Die Bedeutung von Aksum, dem alten Königreich im heutigen Äthiopien, war ein solcher faszinierender Teil: Von der großen hiǧra, dem Auszug nach Yathrib im Jahr 622 – dem Jahr Null des Islam -, haben sicherlich die meisten schon gehört. Da war Mohammed mit seinen Glaubensgefährten und deren Familien ins heutige Medina übergesiedelt. In Mekka war es zuvor zu Spannungen gekommen, und diese – das war mir neu – hatten zu zwei kleineren hiǧra nach Aksum geführt.
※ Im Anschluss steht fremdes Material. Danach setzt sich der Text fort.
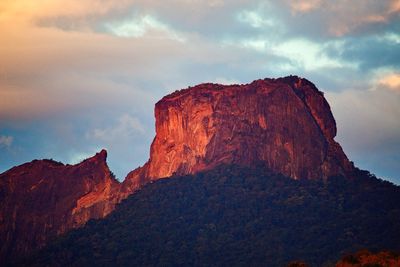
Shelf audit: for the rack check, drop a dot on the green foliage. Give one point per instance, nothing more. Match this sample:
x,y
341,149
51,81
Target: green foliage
x,y
233,216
Die beiden großen Mächte, die zu den Zeiten die Geschicke prägten, waren Byzanz und die persischen Sassaniden, und über die kommenden Jahre geschah es immer wieder, daß in ihrer Wahl der Gefolgschaft und Sympathie Christen und frühe Muslime sich Juden und Persern feindselig gegenüberstanden. Bowersock geht es aber nicht um Freund-Feind-Schemata, und, wie er in seiner Einleitung sagt, es geht ihn auch nicht um „eine weitere Erzählung vom Aufscheinen des Islam, sondern um einen Einblick zu verschaffen in die chaotische Welt in der Islam ermöglicht wurde, und um günstigstenfalls zu verstehen, wie er geformt wurde.“ (frei übersetzt nach: Prologue, S. 9)

Es geht um Gottessohnschaft, um Münzen und Inschriften, um Toleranz und Doktrin, um enorme Distanzen, die zurückgelegt wurden, und um Diplomatie und Austausch von Kultur, um den allmählichen Übergang von einem modus vivendi zu einer strukturierten Herrschaftsform. Viele Stellen aus dem Koran werden im historischen Kontext erläutert, und mit alten Vorurteilen von gewaltsamen Eroberungen mit Schwert und Glaubenszwang wird aufgeräumt. Dabei verschweigt Bowersock nicht, wiesehr schon zu Anfang innerhalb der Glaubenden Zerwürfnis in Gewalt umschlug, in Kalifenmorde und Kriege (fitna).

C. H. Beck Verlag Leseprobe

Bowersock sagt zur Arabischen Halbinsel (Ancient Near East) am Vorabend der Islamischen Eroberungen:

Instead of lying desolate and ready for new rulers, it was already experienced in survival under a foreign power [Sassanids] and therefore all the more likely to be accomodating when a new one arrived.    (S. 96 / 97)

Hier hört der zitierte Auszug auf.